Most utilities deploying AMI systems found themselves creating many additional processes that were not originally expected. The handling of the many variations of security alerts, the management of backhaul activation/de-activation, security key and appliance requirements, and the management of mitigation driven field communications devices required in many cases unexpected processes. Change management also became a bigger task to not only manage process, release and version changes but also to manage diagnostics rules and work activities.

It seems that every utility has its own unique organization structure to provide overall end to end management of the AMI system. Some utilities have a collection of loosely connected groups to address each component of the AMI system. This results in separate groups to monitor, analyze and manage OTA communications, field device mitigation and management, head-end system, security appliances, MDM, and product management. In some cases still other groups are in charge of AMI related projects and processes.

What utilities have learned is that operating an AMI system requires a collection of skills that need to be tightly integrated rather than spread over disparate groups. This need becomes quite obvious when viewing typical AMI operational processes such as “mitigation of non-responding meters” and “security alert false positive analysis”. For a 1 million meter deployment, hundreds of new meters may not have communicated over multiple days. To effectively and efficiently process these non-responding meters requires effort from those with expertise in mesh networks as well as backhaul communications, head-end IT systems, field devices, and even customer service systems where the meter may have been removed or cut out flat. As noted earlier, utilities receive quite a few potential cyber alerts a day. Again, this requires expertise of the operations staff over a range of AMI components to effectively and quickly perform false positive analytics.
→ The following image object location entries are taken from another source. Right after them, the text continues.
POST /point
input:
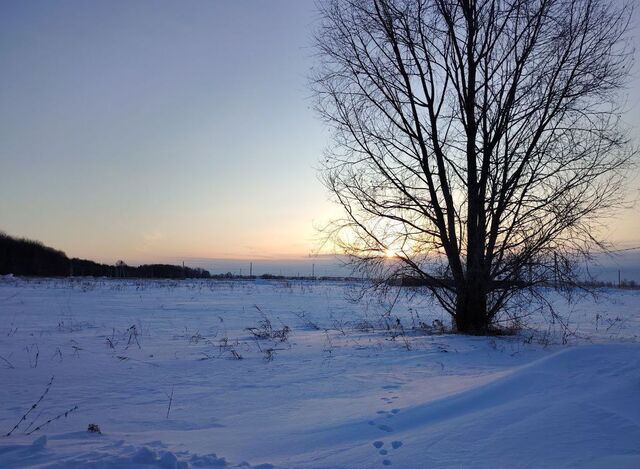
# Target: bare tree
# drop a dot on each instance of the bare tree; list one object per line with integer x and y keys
{"x": 477, "y": 142}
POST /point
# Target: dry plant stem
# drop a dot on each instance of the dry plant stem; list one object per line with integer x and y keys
{"x": 57, "y": 417}
{"x": 32, "y": 408}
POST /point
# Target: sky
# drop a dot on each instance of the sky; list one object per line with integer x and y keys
{"x": 155, "y": 130}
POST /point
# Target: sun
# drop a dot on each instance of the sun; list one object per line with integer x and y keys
{"x": 390, "y": 253}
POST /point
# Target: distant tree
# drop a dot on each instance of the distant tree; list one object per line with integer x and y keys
{"x": 476, "y": 142}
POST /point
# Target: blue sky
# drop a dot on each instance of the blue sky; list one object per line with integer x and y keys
{"x": 151, "y": 130}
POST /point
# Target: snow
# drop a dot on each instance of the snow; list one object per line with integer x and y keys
{"x": 154, "y": 365}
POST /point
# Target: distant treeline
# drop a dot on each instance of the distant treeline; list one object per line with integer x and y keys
{"x": 32, "y": 258}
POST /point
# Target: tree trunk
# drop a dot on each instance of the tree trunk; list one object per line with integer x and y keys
{"x": 471, "y": 306}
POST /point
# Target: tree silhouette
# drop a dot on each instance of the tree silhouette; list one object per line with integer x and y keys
{"x": 477, "y": 143}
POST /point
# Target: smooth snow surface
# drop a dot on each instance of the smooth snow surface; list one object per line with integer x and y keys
{"x": 337, "y": 393}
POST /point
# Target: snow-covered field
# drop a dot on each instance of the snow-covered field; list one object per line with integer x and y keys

AMI systems have delivered great value. The OTA collection of billing data has been successful and utilities are piloting projects to utilize AMI functionality in smart grid oriented distribution operations to improve system efficiency and reliability and reduce O&M. But the operation of an AMI system clearly requires staffing, tools, and processes beyond what was generally planned. AMI systems are just more complex than expected.

Many utilities are finding it difficult to address the challenges discussed in this article. Not because of technology but because the cost to address these challenges was not included in the original project funding package. The result is that utilities are addressing each challenge with a piecemeal approach rather than architecting a holistic solution. While the piecemeal approach may seem more feasible to obtain funding, over the long haul it will cost more. Incident identification application should be integrated with work management as well as geospatial tools. The result is that instead of utilities having an efficient operating centre with integrated operating system software, they have sets of standalone tools and are in a constant state of catch up.

It has been only recently that large scale deployments have been completed and their utilities are assuming operation control from their vendors. Much is being learned and hopefully will be shared. One utility has just deployed an enterprise AMI operations system that provides real time monitoring and automated analytics. Others have integrated AMI data into their volt/var and distribution automation system. We can expect that the systems, tools, staffing and processes associated with AMI operations will evolve over many years to come.